Despite this directive issued by the apex financial institution in Nigeria, some persons are still desirous of the continued use of bitcoin and other cryptocurrencies. Bitcoin exchange platforms, which has been one of the popular ways to trade in cryptocurrencies acts as a middleman to match sellers and buyers of bitcoin. It makes use of order books which are electronic lists that brings the users offers of sale or purchase. The buyer or seller has no idea who the other party is, and as a result, such platforms offer users a certain level of anonymity. A user’s bank account is often the trading account for easier and streamlined trades.
The new process then begs the question; Would peer-to-peer trading systems flourish as users seek to bypass the ban and continue the trade in crypto?
In the alternative, cryptocurrency users can make use of peer-to-peer crypto trading channels.
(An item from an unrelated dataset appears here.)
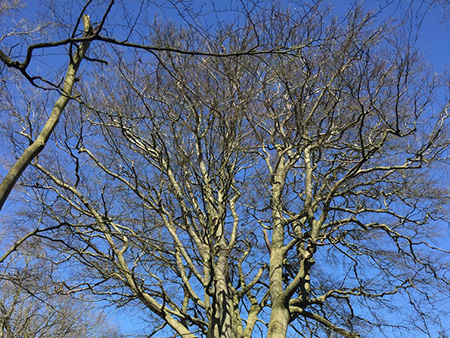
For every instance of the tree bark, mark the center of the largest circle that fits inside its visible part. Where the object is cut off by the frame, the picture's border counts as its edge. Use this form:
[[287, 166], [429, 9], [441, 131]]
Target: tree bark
[[39, 144]]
Here, traders get to buy and sell cryptocurrency directly from each other, without the need for intermediaries. It offers security, ultimate payment flexibility, de-centralisation, and censorship resistance.
Where there is a will, there is a way
The Peer-to-Peer trading process has been around for long as long as can be remembered,, and has been a way of financing that enables individuals to borrow and lend money without the use of an official financial institution as an intermediary. Although the letter/memo circulated by the CBN does not criminalize the ownership of cryptocurrencies, it has however made ownership and facilitation of the same almost impossible.
The very essence of cryptocurrency is its decentralised feature, where users can trade among themselves through peer-to-peer channels. What the recent memo of the CBN has done is to regulate and/or prohibit dealings and facilitation of payment in cryptocurrencies. It doesn’t say anything about Peer-to-Peer Crypto trading channels for now, and it is safe to assume that Nigerians will continue to trade in cryptocurrencies through the medium of Peer-to-Peer channel/platform.